I first thought of several facts:
1). $-1 \leq \cos(a) \leq 1$ (From this I know the sequence is also bounded by -1 and 1)
2). $\cos(0) = 1$ (This is what the items in the sequence tend to, as n becomes bigger)
3). When $x=0$, the limit is 1.

Then I failed to think more and the above do not get me anywhere close to finding the limit...

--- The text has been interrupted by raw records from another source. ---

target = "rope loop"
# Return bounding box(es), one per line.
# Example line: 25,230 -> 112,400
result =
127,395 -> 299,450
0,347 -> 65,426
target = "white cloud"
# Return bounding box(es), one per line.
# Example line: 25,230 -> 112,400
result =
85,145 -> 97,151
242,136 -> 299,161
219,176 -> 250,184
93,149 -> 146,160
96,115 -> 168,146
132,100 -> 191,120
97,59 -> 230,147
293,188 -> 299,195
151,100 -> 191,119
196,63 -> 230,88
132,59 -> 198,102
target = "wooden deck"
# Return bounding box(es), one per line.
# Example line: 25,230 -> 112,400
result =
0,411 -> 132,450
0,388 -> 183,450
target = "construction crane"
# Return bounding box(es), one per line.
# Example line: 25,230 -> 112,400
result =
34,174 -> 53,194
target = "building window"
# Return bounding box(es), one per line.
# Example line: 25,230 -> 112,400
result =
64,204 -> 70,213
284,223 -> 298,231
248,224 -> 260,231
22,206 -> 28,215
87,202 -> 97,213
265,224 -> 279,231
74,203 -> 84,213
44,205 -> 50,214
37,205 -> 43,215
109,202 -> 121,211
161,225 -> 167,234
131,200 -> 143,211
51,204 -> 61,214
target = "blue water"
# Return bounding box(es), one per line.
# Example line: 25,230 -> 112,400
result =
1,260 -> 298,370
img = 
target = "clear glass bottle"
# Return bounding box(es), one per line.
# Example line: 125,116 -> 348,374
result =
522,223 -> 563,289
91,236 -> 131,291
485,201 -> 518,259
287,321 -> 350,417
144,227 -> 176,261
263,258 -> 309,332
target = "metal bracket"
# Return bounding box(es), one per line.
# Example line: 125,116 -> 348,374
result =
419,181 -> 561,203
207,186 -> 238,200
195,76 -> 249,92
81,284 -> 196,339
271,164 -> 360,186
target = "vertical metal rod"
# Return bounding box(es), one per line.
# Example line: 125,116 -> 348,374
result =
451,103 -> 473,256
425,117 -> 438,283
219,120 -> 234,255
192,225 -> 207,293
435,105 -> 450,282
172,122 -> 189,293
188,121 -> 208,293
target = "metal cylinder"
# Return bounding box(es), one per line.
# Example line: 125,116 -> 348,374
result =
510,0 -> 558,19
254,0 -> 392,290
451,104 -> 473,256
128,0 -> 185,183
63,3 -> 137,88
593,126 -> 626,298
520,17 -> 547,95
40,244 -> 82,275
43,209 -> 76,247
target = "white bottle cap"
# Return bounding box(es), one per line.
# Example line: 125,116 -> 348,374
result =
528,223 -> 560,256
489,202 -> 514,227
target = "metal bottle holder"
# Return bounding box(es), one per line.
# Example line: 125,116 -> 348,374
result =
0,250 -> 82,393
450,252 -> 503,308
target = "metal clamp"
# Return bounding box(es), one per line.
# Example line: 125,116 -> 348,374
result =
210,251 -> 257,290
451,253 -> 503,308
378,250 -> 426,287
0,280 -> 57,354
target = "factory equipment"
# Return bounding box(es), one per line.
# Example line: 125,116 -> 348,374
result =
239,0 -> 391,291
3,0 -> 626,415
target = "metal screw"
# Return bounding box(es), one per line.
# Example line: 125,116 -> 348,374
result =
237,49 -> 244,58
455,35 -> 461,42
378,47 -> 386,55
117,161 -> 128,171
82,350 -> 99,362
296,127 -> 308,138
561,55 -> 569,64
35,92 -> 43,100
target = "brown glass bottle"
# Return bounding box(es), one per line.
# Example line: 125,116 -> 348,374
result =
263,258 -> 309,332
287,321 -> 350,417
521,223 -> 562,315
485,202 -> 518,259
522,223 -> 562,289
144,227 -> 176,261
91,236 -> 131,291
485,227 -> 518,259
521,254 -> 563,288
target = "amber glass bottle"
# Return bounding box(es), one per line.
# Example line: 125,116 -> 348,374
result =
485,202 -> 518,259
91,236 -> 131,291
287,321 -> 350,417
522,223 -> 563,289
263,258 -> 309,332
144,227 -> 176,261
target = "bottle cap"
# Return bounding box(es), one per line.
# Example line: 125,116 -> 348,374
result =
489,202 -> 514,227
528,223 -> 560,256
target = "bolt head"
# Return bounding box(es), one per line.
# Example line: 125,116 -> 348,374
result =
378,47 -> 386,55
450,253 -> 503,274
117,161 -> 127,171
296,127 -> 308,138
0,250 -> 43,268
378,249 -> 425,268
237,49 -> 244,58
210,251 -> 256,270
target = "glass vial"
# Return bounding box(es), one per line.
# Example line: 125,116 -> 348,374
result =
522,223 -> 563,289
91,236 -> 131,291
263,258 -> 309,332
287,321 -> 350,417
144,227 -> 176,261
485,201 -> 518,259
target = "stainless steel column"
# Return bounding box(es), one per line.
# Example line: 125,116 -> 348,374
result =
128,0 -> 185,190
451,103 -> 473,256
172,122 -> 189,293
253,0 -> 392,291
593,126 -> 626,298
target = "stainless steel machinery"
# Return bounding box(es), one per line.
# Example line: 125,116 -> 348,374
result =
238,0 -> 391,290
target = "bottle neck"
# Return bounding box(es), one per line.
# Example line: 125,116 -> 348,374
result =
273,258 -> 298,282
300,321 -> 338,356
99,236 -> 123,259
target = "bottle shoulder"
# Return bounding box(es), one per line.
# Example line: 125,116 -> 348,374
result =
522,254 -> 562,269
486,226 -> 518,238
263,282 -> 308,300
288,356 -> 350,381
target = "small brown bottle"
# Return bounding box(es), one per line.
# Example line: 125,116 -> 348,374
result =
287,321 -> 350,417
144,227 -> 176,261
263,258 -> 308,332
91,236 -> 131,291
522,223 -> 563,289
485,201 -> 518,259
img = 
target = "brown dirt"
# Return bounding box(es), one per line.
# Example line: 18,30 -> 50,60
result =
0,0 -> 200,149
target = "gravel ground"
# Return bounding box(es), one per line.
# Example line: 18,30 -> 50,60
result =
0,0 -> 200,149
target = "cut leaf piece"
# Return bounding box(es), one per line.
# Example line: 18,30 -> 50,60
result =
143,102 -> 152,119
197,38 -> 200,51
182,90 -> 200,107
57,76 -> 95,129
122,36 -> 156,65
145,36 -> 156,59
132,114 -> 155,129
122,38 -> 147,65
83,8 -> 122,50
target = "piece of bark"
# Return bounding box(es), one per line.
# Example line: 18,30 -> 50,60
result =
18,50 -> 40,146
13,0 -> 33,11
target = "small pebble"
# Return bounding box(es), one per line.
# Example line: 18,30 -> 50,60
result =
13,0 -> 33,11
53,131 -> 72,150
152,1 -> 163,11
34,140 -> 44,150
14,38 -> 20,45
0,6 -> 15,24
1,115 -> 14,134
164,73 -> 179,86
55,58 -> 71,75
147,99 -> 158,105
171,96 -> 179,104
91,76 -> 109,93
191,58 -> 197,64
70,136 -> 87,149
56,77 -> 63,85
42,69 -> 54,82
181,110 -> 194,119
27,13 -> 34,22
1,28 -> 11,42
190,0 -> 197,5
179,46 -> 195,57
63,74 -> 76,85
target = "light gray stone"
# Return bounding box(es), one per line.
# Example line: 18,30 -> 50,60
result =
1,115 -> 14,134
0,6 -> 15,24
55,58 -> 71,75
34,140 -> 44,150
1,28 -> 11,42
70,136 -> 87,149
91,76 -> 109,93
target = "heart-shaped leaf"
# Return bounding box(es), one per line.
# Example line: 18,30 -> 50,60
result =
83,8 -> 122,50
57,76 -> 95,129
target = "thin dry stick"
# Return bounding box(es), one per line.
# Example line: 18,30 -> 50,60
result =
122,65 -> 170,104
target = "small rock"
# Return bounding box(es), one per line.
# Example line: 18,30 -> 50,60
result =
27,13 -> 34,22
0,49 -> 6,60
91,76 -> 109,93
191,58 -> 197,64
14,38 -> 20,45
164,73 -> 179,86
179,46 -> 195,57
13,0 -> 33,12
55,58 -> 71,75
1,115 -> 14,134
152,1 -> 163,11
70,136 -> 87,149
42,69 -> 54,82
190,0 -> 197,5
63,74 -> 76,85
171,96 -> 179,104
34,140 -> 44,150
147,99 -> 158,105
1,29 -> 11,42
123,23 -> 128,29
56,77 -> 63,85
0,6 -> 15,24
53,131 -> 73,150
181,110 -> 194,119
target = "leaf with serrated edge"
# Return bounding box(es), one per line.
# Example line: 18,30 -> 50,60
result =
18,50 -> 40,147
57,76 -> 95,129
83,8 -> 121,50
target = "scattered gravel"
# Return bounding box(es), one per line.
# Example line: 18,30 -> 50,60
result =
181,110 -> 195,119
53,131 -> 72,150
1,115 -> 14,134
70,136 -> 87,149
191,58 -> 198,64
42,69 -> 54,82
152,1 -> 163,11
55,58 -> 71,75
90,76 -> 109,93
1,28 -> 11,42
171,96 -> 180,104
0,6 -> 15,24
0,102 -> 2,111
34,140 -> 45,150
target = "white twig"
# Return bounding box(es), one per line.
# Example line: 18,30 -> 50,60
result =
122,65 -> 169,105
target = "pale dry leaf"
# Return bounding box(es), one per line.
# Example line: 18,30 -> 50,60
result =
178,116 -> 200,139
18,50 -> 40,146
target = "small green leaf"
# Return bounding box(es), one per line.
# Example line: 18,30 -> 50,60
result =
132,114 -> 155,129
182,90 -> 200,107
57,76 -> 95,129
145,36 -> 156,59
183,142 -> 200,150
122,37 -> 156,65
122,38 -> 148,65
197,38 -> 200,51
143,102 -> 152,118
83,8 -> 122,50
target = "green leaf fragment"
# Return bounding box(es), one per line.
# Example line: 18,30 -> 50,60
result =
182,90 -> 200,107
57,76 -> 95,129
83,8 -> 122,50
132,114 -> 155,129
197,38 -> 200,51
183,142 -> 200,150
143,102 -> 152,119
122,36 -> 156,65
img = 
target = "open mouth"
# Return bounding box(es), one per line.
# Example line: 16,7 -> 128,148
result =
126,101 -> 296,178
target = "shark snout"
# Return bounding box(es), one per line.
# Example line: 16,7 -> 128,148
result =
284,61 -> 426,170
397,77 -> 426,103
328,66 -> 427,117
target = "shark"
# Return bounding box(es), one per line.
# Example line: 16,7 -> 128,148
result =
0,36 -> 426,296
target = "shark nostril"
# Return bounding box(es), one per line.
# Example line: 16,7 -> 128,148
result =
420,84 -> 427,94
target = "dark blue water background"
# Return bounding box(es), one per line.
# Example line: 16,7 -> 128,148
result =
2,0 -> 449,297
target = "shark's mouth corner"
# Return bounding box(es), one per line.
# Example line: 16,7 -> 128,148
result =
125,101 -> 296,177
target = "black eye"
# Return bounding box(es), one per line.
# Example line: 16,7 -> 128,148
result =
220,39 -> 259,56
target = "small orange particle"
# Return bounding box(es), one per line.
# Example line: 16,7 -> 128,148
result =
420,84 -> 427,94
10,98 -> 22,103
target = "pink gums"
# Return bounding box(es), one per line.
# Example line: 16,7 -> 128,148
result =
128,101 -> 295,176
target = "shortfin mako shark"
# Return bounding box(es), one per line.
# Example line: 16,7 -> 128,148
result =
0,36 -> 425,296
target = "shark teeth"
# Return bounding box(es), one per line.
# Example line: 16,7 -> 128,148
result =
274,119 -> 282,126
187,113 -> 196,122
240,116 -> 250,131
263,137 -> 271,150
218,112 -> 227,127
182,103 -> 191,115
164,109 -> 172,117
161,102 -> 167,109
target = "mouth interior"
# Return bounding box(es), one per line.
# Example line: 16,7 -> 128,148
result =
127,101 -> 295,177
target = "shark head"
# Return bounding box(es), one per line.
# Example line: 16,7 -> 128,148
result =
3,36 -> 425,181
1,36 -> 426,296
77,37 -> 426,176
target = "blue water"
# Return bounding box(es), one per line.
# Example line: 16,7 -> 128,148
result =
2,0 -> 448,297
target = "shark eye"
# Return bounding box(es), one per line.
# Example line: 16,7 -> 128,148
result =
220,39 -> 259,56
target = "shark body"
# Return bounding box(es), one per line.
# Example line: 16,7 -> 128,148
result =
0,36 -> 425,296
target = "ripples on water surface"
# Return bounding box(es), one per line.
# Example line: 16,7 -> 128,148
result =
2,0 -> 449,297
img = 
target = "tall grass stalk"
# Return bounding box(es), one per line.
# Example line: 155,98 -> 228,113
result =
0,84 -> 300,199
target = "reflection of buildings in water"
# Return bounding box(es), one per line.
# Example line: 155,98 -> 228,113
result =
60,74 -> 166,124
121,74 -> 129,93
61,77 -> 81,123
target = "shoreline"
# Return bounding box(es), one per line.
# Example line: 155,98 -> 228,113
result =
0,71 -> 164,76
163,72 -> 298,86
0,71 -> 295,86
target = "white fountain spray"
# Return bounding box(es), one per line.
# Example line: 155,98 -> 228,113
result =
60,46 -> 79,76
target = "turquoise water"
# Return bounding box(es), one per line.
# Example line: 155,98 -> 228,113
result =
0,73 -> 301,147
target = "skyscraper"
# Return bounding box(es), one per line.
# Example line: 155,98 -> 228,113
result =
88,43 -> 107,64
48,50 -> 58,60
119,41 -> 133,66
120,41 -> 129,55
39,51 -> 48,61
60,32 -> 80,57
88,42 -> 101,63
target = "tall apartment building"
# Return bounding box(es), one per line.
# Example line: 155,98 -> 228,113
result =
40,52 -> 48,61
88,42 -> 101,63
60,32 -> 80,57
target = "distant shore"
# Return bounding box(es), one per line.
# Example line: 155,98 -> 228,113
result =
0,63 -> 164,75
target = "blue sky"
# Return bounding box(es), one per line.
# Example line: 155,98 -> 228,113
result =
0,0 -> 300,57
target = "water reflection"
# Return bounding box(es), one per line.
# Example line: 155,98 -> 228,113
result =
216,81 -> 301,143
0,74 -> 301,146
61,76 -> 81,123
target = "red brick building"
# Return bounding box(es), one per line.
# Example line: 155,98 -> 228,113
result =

Can anybody teach me how to find the limit of this sequence? Thanks a lot.

Answer 1

May be, you could start using $$\sin(x)=2\sin(\frac x2)\cos(\frac x2)=2\cos(\frac x2)\Big(2\sin(\frac x4)\cos(\frac x4)\Big)=2^2\cos(\frac x2)\cos(\frac x4)\sin(\frac x4)=$$ $$2^2\cos(\frac x2)\cos(\frac x4)\Big(2\sin(\frac x8)\cos(\frac x8)\Big)=2^3\cos(\frac x2)\cos(\frac x4)\cos(\frac x8)\sin(\frac x8)$$ and continue to get $$\sin(x)=2^n \cos(\frac x2)\cos(\frac x4)\cos(\frac x8) \cdots\cos(\frac x {2^n})\sin(\frac x {2^n})$$ When $n$ becomes very large $\sin(\frac x {2^n})\approx \frac x {2^n}$ which makes the product of the cosines becomes closer and closer to $\frac{\sin(x)} x$.

Answer 2

If $x \ne 0$, then \begin{align} \lim_{n\to\infty}\cos \frac{x}{2}\cos\frac{x}{2^2}\cos\frac{x}{2^3}\cdots \cos \frac{x}{2^n}&=\lim_{n\to\infty}\frac{\cos \frac{x}{2}\cos\frac{x}{2^2}\cos\frac{x}{2^3}\cdots \cos \frac{x}{2^n}\sin\frac{x}{2^n}}{\sin\frac{x}{2^n}}\\ &=\lim_{n\to\infty}\frac{\cos \frac{x}{2}\cos\frac{x}{2^2}\cos\frac{x}{2^3}\cdots \cos \frac{x}{2^{n-1}}\sin\frac{x}{2^{n-1}}}{2\sin\frac{x}{2^n}}\\ &=\lim_{n\to\infty}\frac{\cos \frac{x}{2}\cos\frac{x}{2^2}\cos\frac{x}{2^3}\cdots \cos \frac{x}{2^{n-2}}\sin\frac{x}{2^{n-2}}}{2^2\sin\frac{x}{2^n}}\\ &=\cdots\\ &=\lim_{n\to\infty}\frac{\sin x}{2^n \sin\frac{x}{2^n}}\\ &=\frac{\sin x}{x}. \end{align} If $x=0$, then given limit goes to $1$.